F1: Chefe da McLaren prevê desvantagem e projeta domínio de rivais no GP da Áustria
Andrea Stella admite desvantagem da McLaren e prevê fim de semana difícil no Red Bull Ring
A McLaren chega ao GP da Áustria sem o favoritismo que costuma carregar em 2026. O chefe da equipe, Andrea Stella, avaliou que Mercedes e Ferrari devem ditar o ritmo no Red Bull Ring e reconheceu que as características do circuito austríaco não favorecem os pontos fortes do carro britânico.

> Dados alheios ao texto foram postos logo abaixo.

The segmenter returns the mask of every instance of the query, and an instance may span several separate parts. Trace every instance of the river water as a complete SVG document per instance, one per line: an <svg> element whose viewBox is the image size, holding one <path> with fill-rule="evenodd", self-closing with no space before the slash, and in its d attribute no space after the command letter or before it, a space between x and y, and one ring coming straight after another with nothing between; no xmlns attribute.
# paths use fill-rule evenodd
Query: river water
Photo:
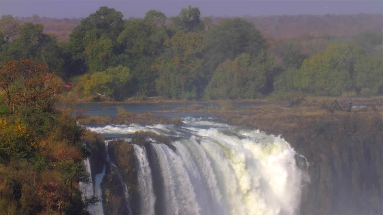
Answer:
<svg viewBox="0 0 383 215"><path fill-rule="evenodd" d="M144 109L139 108L134 108ZM93 107L89 112L101 113L103 108L111 116L116 114L109 106ZM106 139L129 141L136 131L151 131L172 140L175 150L152 138L147 138L150 142L146 146L134 145L139 204L127 205L129 208L137 207L134 211L142 215L299 212L301 187L309 181L303 167L307 164L305 159L297 159L302 156L288 143L251 128L219 122L214 117L180 116L182 126L87 127ZM92 193L100 192L98 181L103 175L97 176ZM102 208L100 202L88 210L92 215L103 214Z"/></svg>

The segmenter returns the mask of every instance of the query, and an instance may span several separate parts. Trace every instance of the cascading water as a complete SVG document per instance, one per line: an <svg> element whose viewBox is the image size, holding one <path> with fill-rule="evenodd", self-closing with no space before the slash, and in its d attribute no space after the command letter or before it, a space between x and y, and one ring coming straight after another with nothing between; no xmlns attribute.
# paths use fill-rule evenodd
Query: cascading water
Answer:
<svg viewBox="0 0 383 215"><path fill-rule="evenodd" d="M116 137L150 130L173 140L175 150L151 139L146 147L133 145L140 214L298 212L301 186L308 179L295 157L301 161L302 156L283 138L212 120L188 117L183 122L88 128ZM164 205L161 212L157 201Z"/></svg>
<svg viewBox="0 0 383 215"><path fill-rule="evenodd" d="M153 190L152 173L146 151L141 146L135 145L133 147L137 160L137 177L139 179L138 191L140 196L140 213L148 215L154 214L155 197Z"/></svg>
<svg viewBox="0 0 383 215"><path fill-rule="evenodd" d="M105 150L106 151L106 154L108 154L108 142L105 142ZM108 161L109 159L107 157L106 161ZM87 172L91 175L90 171L90 163L89 159L87 158L85 161L85 166L86 168ZM102 195L102 190L101 189L101 182L105 176L105 164L104 165L102 171L101 173L96 174L95 176L95 181L93 182L92 180L92 177L90 177L91 182L90 183L82 183L80 182L79 185L80 189L82 191L83 199L85 199L85 197L89 198L93 195L98 196L100 198L100 201L96 202L93 205L88 206L87 210L90 213L91 215L103 215L104 211L102 206L102 200L101 198Z"/></svg>

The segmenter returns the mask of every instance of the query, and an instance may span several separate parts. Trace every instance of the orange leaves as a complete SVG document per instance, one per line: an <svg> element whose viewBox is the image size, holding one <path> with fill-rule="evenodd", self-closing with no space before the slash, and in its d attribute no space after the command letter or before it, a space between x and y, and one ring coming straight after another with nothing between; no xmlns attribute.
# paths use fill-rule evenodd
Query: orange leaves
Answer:
<svg viewBox="0 0 383 215"><path fill-rule="evenodd" d="M12 60L0 65L0 86L5 91L5 100L16 113L21 105L50 108L64 90L62 81L48 72L47 67L30 60Z"/></svg>

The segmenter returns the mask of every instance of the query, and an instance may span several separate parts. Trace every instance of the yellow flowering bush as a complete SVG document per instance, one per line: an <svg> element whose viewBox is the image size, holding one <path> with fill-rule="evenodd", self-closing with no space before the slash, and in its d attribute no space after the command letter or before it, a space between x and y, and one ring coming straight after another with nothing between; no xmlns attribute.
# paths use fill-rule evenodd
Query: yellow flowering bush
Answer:
<svg viewBox="0 0 383 215"><path fill-rule="evenodd" d="M11 124L0 120L0 162L11 156L27 157L36 147L27 124L16 122Z"/></svg>

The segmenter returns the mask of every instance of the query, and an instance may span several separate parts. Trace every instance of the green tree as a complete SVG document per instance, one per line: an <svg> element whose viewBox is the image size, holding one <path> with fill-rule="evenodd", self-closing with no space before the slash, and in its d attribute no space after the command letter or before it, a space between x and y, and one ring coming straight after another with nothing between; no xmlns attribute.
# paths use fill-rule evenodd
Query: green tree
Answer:
<svg viewBox="0 0 383 215"><path fill-rule="evenodd" d="M123 98L131 78L129 69L122 65L85 76L87 78L82 79L79 84L83 86L85 93L111 96L118 101Z"/></svg>
<svg viewBox="0 0 383 215"><path fill-rule="evenodd" d="M283 55L283 65L286 68L291 67L299 69L301 68L303 60L307 58L308 58L308 55L299 51L289 52Z"/></svg>
<svg viewBox="0 0 383 215"><path fill-rule="evenodd" d="M46 64L62 73L64 61L62 53L53 36L43 33L43 26L26 23L20 26L19 35L13 39L7 50L11 60L28 59Z"/></svg>
<svg viewBox="0 0 383 215"><path fill-rule="evenodd" d="M113 42L105 34L99 39L89 42L85 52L90 73L103 71L108 67L113 52Z"/></svg>
<svg viewBox="0 0 383 215"><path fill-rule="evenodd" d="M274 90L279 95L291 94L300 91L302 78L300 70L293 67L286 68L279 74L274 82Z"/></svg>
<svg viewBox="0 0 383 215"><path fill-rule="evenodd" d="M201 32L179 31L164 42L167 50L152 66L158 74L156 89L160 95L189 99L202 95L207 83L201 58L204 38Z"/></svg>
<svg viewBox="0 0 383 215"><path fill-rule="evenodd" d="M203 23L200 19L201 12L198 7L183 8L176 16L172 17L173 24L185 33L196 32L203 30Z"/></svg>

Após um desempenho abaixo do esperado no GP da Espanha, a McLaren não espera uma reviravolta imediata na Áustria. Andrea Stella destacou que o Red Bull Ring apresenta desafios diferentes dos encontrados em Barcelona, especialmente por exigir mais frenagens em linha reta e curvas de baixa velocidade.
“A Áustria é um circuito um pouco diferente”, explicou Stella. “A estabilidade, a frenagem e a capacidade de fazer a curva são essenciais em Barcelona. Lá, há mais frenagens em linha reta antes de entrar em curvas de baixa velocidade.”
O dirigente acredita que a Ferrari continuará muito forte nas curvas, mas apontou a Mercedes como o pacote mais completo para a classificação e para o fim de semana.
“Eu esperaria que a Ferrari continuasse sendo o carro mais rápido nas curvas. Provavelmente a Mercedes é o melhor carro no geral em volta única, quando se consideram chassi e unidade de potência”, afirmou.
A análise de Stella ganha peso após a evolução recente da Ferrari, que mostrou ritmo competitivo em Mônaco e conquistou a vitória em Barcelona. Segundo ele, porém, a vantagem do motor Mercedes pode fazer a diferença em um traçado que valoriza velocidade e aceleração.
Mesmo diante da concorrência, a McLaren mantém o foco em seu próprio desenvolvimento. Stella revelou que a equipe prepara atualizações para as próximas corridas, embora reconheça que os rivais também continuarão evoluindo seus carros.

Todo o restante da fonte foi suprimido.